Due semplici elementi», ha detto a questo punto Giuliani, «che io stesso, come cliente, ho valutato quando a seguito della modifica del patto di sindacato di Azimut e la vendita del mio pacchetto di azioni ho deciso di investire il 100% dei 40 milioni (cui però devono essere detratte le tasse, ndr), sui fondi lussemburghesi del gruppo senza alcuna agevolazione sulle commissioni di performance».
L’ad ha poi messo le mani avanti, segnalando che se ci sarà un intervento normativo al riguardo «non prevedo impatti di medio periodo, come abbiamo dimostrato già nel 2005, con un repricing effettuato in seguito un cambio di normativa sui fondi italiani». In quell’occasione Azimut elevò i costi di gestione dei fondi di diritto italiano, su cui non potè adottare lo stesso modello di performance fee applicate su quelli di diritto estero. «Mi appare comunque eccessiva l’attenzione posta sulle commissioni di performance e sull’incidenza sul nostro conto economico, crediamo che il valore dato ai clienti espresso da una performance media ponderata netta da inizio anno pari al 6%, due punti superiori all’industria, sia la risposta più esaustiva alla salvaguardia dei loro interessi».
Venendo ai conti del semestre, i ricavi consolidati sono stati di 414,7 milioni (258,4 milioni nel primo semestre 2014); l’utile ante imposte di 206,7 milioni (da 83,6); e l’utile netto di 180,4 milioni (da 81,8), che da solo rappresenta il record annuo per Azimut, con la particolarità di essere stato perseguito in soli sei mesi. La posizione finanziaria netta consolidata a fine giugno era positiva per 339,6 milioni (da 303,9 a fine giugno 2014 e 312,4 a fine 2014), nel semestre la cassa generata dalle attività operative è stata di 218 milioni e sono stati pagati dividendi per circa 103 milioni.

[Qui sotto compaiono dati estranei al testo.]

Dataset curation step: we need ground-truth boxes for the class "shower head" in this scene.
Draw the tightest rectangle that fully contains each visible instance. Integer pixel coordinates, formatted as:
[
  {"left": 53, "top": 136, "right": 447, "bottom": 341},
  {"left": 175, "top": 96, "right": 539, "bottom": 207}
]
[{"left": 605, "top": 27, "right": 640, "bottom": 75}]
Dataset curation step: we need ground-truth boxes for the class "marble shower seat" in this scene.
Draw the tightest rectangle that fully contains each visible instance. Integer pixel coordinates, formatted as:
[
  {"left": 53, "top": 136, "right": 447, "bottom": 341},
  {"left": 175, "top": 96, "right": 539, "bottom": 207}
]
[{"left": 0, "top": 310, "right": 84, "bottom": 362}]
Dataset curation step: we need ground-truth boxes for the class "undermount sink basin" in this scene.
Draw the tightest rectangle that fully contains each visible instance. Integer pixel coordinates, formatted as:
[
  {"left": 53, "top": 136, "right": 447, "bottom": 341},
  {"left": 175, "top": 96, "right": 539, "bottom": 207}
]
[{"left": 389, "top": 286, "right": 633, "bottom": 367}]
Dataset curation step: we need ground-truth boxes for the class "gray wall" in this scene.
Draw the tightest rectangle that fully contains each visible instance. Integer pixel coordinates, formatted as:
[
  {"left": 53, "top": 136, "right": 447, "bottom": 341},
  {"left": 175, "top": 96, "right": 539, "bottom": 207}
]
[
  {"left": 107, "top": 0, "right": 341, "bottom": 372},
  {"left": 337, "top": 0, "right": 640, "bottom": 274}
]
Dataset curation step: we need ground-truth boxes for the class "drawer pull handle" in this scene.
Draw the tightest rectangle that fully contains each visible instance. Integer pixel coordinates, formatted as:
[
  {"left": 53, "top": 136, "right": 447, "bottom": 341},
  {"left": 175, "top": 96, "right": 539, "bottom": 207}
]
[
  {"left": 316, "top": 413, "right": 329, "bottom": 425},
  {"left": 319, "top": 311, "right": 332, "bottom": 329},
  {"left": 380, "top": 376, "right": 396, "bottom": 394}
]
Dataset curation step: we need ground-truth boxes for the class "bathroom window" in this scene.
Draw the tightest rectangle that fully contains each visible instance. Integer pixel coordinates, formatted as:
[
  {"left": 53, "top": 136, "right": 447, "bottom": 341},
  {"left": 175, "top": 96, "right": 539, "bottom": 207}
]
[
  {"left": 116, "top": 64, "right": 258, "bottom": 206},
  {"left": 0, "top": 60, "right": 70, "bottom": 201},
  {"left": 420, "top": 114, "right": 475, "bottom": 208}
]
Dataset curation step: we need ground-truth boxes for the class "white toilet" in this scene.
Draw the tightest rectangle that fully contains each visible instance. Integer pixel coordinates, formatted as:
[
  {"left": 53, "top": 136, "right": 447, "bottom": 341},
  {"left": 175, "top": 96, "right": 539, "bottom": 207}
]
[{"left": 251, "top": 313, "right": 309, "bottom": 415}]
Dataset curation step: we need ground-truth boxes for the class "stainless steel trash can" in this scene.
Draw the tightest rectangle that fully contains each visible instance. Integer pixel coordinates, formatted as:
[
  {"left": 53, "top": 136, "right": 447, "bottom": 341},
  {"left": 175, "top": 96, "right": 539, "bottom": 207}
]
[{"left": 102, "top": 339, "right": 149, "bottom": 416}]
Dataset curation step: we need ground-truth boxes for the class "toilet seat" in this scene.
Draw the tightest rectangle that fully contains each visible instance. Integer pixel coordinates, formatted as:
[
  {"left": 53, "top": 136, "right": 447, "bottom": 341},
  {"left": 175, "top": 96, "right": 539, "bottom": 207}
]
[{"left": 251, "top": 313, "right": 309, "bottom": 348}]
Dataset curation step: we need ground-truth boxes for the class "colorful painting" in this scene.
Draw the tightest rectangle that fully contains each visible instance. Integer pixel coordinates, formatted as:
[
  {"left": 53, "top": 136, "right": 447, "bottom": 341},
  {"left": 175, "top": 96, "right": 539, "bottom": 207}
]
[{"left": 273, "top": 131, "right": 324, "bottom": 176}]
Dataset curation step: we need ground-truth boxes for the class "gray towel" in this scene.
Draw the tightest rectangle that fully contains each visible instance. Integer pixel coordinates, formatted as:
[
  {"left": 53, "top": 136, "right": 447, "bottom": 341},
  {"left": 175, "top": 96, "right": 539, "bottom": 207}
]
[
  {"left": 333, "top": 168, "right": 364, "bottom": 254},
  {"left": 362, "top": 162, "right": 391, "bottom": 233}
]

Il totale delle masse gestite a fine giugno ha raggiunto 30,2 miliardi; il dato comprensivo del risparmio amministrato e gestito da case terze direttamente collocato arriva a 35,2 miliardi. La raccolta netta nei primi sei mesi dell’anno è stata di 3,9 miliardi, altro record per il gruppo, anche grazie al consolidamento delle masse di alcune jv estere che hanno contribuito per 1,6 miliardi, portando il peso delle masse fuori dall’Italia a raggiungere il 12% sul totale, «anche perché la crescita nei Paesi in cui stiamo investendo sta avvenendo molto rapidamente», ha spiegato il ceo. Il numero dei pf delle reti del gruppo a fine marzo ammontava a 1.545.
Giuliani è anche tornato sulla vendita di azioni da parte del management: «Lo abbiamo fatto perché abbiamo previsto un piano di riacquisti progressivi che intendiamo sostenere e per il quale servono risorse». In borsa l’azione è salita dell’1,9%. (riproduzione riservata)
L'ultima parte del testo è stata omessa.